"Io non sono un mezzo giocatore."
"I am not half a player."
Seemed like a reasonable thing for Francesco Totti to say after cannoning home the winning goal from the penalty spot in Italy's Round of 16 encounter against Australia.
Totti was there, whole, not a fraction, and not a fraction less, when he stepped up to face Australian goalkeeper Marc Schwarzer.
The problem was the media didn't quite believe the evidence. Just four months previous to June 26, 2006, Empoli's Richard Vanigli had broken Totti's fibula in a Serie A game. Not intentionally, of course, but there Totti was, clutching his ankle, and NOT writhing in agony, which confirmed to me that it was serious.
When the diagnosis came in later, I anxiously recalled how long it had taken me to recover from a broken fibula a couple of years previously. 6-8 weeks, I thought. But it seemed Totti's ligaments were involved too. But maybe that would be offset by the standard of care he would receive?
Over the ensuing weeks, the Italian media ensured they kept me apprised of Totti's convalescence. The race was on to heal for the World Cup. There Totti was smiling in a picture from the hospital bed. There Totti was wearing a bulky cast in the stands, taking in a Serie A game with partner Ilary Blasi.
He made it for the World Cup, and Marcello Lippi started him in Italy's 2-0 win against Ghana, but Mauro Camoranesi came on for him in the 56th minute.
The criticism took shape. Was Totti a liability? Was he picked because of his name, and, really, he was still not himself, but only half of what he could be?
Totti had a chance to issue one rejoinder at least--emphatically, decisively--from the penalty spot. It was the third minute of injury time, and 10-man Italy looked to be heading into extra-time against Guus Hiddink's Australia. Guus Hiddink, the man who four years earlier had been the architect of Italian embarrassment. His South Korea had managed extra-time against Italy, and had won. Then, Totti had been sent off to leave Italy playing with ten men. On June 22, 2006 Marco Materazzi had for Italy.
The symmetry of the situation increased the pressure.
The penalty had been won by Fabio Grosso. Generously, the Australians would contend.
It didn't matter to Italy.

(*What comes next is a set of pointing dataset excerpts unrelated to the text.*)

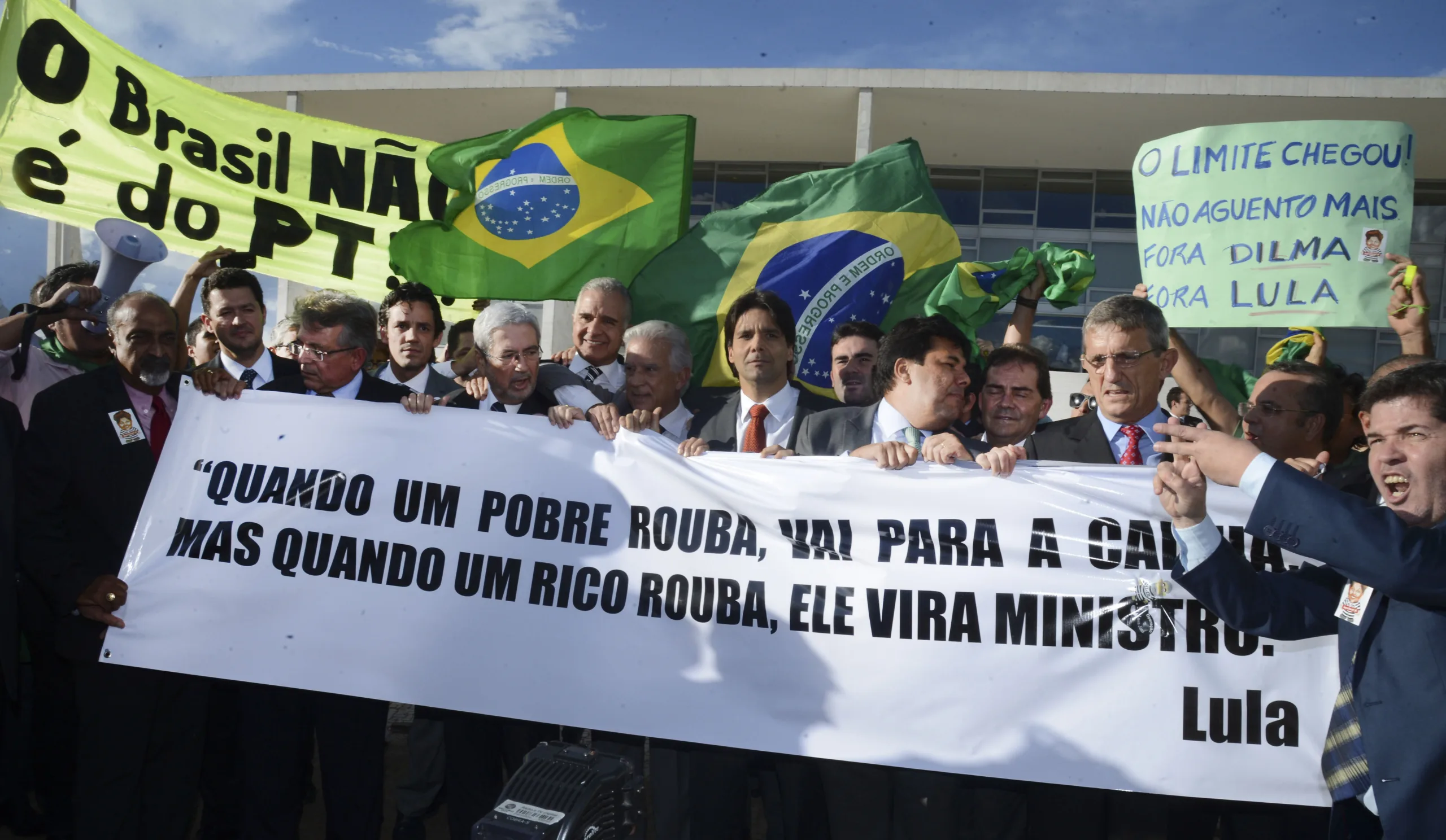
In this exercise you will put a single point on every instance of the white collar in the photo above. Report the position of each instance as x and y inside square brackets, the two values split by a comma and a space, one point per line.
[417, 383]
[347, 391]
[262, 368]
[1146, 423]
[780, 406]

Totti stepped up.
It took an eternity to set the ball up.
The referee fussed about the placement (correctly, Totti would later admit).
Goalkeeper Gianluigi Buffon turned away, not able to look (as he so often does).
The camera honed in on Totti's eyes, slightly squinting in the sun and from the focus.
But what would he do? How would he kick it? This is a man, after all, who at the age of only 23 was audacious enough to fool Edwin Van Der Saar with a panenka or cucchiaio from the penalty spot. And that in a semi-final of the European Championships no less.
"I thought about doing it," Totti later admitted. "But it was hot."
He looked at the referee once more to see if he had complied with everything.
And then, he blasted a penalty that gave Schwarzer no chance.
It was 1-0. Italy were through. Totti sucked his thumb in celebration.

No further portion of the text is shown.